Ainsi, en 2010, 11% des cas étaient relevés chez les 80 ans et plus par l'InVS, le taux le plus important par groupe d'âge.

• La fin du vaccin du BCG obligatoire en cause ?

Depuis 2007, le vaccin du BCG (Bacille de Calmette et Guérin), destiné à protéger contre la tuberculose, n'est plus obligatoire. Il est seulement recommandé par le ministère de la Santé pour "les enfants les plus exposés". Pour certains médecins, cela explique la persistance de la maladie, voire sa recrudescence à certains endroits.

Claude Dilain (PS), maire de Clichy-sous-Bois (Seine-Saint-Denis) et pédiatre, a confié au Monde (article réservé aux abonnés) qu'il regrettait que la levée de l'obligation du vaccin n'ait pas été accompagnée d'une politique de dépistage systématique. Selon lui, celle-ci permettrait "de détecter la présence du bacille de Koch avant même que la maladie se déclare".

De son côté, le docteur Ludovic Toro estimait devant les caméras de France 2 en mars 2010, alors qu'il était conseiller général UMP de Seine-Saint-Denis, que la vaccination devrait rester obligatoire pour les nourrissons. 

France 2 - Perrine Bonnet et David da Meda

• D'autres "maladies du passé" traversent le temps

La rougeole. Selon les chiffres publiés par l'Organisation mondiale de la santé, sur les neuf premiers mois de 2011, il y a eu 14 000 cas de rougeole en France. Ces cas déclarés sont à l'origine de six décès. Pour les autorités sanitaires, ce retour de la rougeole est lié à un problème de vaccination, la double injection n'étant la règle que depuis la fin des années 1990. 

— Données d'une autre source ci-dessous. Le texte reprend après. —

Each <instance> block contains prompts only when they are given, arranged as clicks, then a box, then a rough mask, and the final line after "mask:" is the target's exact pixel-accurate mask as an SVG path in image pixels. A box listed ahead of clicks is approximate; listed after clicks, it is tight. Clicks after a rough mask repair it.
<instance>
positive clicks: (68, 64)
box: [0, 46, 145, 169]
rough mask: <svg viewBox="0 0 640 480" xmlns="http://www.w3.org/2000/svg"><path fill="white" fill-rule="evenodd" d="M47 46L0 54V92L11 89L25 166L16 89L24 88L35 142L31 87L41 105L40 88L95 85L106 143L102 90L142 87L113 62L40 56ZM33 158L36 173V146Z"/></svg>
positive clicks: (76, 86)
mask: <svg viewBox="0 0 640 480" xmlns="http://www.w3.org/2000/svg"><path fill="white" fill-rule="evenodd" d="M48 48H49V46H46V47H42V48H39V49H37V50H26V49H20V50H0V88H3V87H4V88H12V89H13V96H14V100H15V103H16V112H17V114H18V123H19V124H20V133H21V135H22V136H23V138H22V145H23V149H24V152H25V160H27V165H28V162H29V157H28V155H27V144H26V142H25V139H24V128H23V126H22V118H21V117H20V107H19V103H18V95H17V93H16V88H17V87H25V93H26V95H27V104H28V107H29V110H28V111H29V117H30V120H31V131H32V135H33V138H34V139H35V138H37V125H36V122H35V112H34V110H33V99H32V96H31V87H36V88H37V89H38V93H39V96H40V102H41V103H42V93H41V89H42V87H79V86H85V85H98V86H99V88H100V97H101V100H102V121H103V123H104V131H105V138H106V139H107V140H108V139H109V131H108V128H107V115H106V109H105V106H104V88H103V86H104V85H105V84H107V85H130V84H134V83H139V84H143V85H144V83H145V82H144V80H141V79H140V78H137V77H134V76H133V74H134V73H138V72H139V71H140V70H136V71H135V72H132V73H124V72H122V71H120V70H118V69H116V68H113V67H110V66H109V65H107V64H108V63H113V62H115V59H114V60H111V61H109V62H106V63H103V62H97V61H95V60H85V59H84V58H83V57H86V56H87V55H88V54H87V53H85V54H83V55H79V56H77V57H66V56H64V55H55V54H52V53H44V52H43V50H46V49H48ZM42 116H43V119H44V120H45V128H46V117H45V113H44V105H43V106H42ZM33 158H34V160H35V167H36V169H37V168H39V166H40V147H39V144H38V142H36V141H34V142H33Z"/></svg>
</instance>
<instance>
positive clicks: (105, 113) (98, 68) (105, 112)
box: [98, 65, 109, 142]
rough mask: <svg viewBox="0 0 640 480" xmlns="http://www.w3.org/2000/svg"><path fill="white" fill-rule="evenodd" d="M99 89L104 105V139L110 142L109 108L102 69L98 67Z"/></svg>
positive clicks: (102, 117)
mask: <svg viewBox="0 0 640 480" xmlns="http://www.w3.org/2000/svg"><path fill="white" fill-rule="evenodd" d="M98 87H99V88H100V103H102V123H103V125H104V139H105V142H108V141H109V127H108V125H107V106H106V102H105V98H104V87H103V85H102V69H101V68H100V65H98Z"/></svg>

La gale. Pour savoir si la gale est en augmentation en France, l'InVS a croisé les résultats de plusieurs études nationales et régionales. L'ensemble des résultats indique une augmentation de l'incidence de la gale dans le pays. L'InVS note surtout un retard au diagnostic et au traitement, qui profite à la diffusion de l'infection.

La scarlatine. Un cas a été signalé fin janvier dans une école d’Agen (Lot-et-Garonne). "La scarlatine a été peu présente depuis les années 1980, qui étaient placées sous le règne des antibiotiques. Le problème, c'est qu'à donner des antibiotiques systématiquement, on provoque la résistance des bactéries", a réagi le président de l'Ordre des médecins du Lot-et-Garonne, interrogé par La Dépêche. Mais la maladie ne fait pas l'objet d'une surveillance particulière de la part des autorités sanitaires. En fait, il est courant que quelques cas réapparaissent pendant l'hiver.